As pointed out by the SIU in the Ledla Judgment, review proceedings are ‘quintessential civil proceedings designed to remedy malpractices and maladministration in connection with the administration of state institutions’. The function of the SIU is to institute civil proceedings in a Special Tribunal or any court, for any relief the State institution is entitled to, including the recovery of or potential damages and losses suffered by such a State institution. The Court found that the legislature intentionally created a wide scope of the proceedings that the Special Tribunal is empowered to adjudicate on. Therefore, in the absence of any express exclusion in the SIU Act, a legality review is not excluded from the ambit of the jurisdiction of the Special Tribunal. The Special Tribunal may, accordingly, adjudicate on reviews brought by the SIU and grant an order setting aside an unlawful procurement contract.

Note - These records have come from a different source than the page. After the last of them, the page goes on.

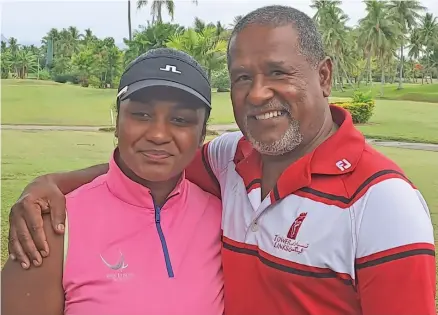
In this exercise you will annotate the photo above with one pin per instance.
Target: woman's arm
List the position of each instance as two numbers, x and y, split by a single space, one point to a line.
37 291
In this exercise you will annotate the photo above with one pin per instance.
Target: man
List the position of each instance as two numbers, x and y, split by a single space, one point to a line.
314 220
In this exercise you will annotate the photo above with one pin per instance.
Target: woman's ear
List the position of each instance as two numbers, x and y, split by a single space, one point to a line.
204 132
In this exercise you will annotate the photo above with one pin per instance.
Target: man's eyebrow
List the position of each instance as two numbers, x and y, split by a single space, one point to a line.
182 106
281 64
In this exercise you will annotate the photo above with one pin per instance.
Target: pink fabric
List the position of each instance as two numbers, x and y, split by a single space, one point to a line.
112 220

The Special Tribunal’s power to issue preservation and forfeiture orders was also challenged. The Court was asked to interpret rule 26 of the Special Tribunal Rules which provides that the Special Tribunal may make a final order for forfeiture to the State, of the property held under a preservation order or an interdict where the respondent has been found to have participated in unlawful activities. Additionally, the applicants contended that Regulation 5(c) of the SIU Regulations do not permit civil forfeiture, unless the preservation order, under which the property is subject, is ‘legally competent’. The Court expressly refused to engage in an interpretative exercise where the effect is to challenge the constitutionality of the provisions. The Court found that the applicants should have joined the Minister of Justice to the proceedings and launched a frontal attack on the provisions in question instead of approaching the Court under the pretense of an interpretive exercise.

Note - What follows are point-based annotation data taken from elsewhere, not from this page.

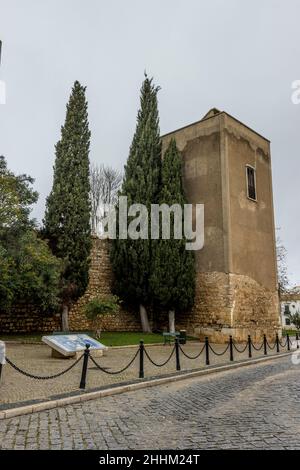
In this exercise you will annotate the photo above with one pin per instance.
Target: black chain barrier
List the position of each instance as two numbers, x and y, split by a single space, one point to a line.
155 363
241 351
271 347
192 357
42 377
255 348
285 344
110 372
142 353
219 354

Although the Constitutional Court did not rule on whether the Special Tribunal has the power to issue forfeiture orders, forfeiture orders give effect to a finding that, as a result of unlawful conduct, organs of state have suffered losses which they are entitled to recover. Forfeiture provides an effective recovery mechanism in the hands of the SIU that was established with the express purpose of investigating corruption involving State assets and public funds in the public interest. Section 4 of the SIU Act accordingly affords the SIU wide powers to seek, ‘any relief relevant to any investigation’.
Therefore, until the constitutionality of rule 26 of the Special Tribunal Rules read with Regulation 5(c) of the SIU Regulations is challenged and found to be unconstitutional, the Special Tribunal may issue preservation and forfeiture orders.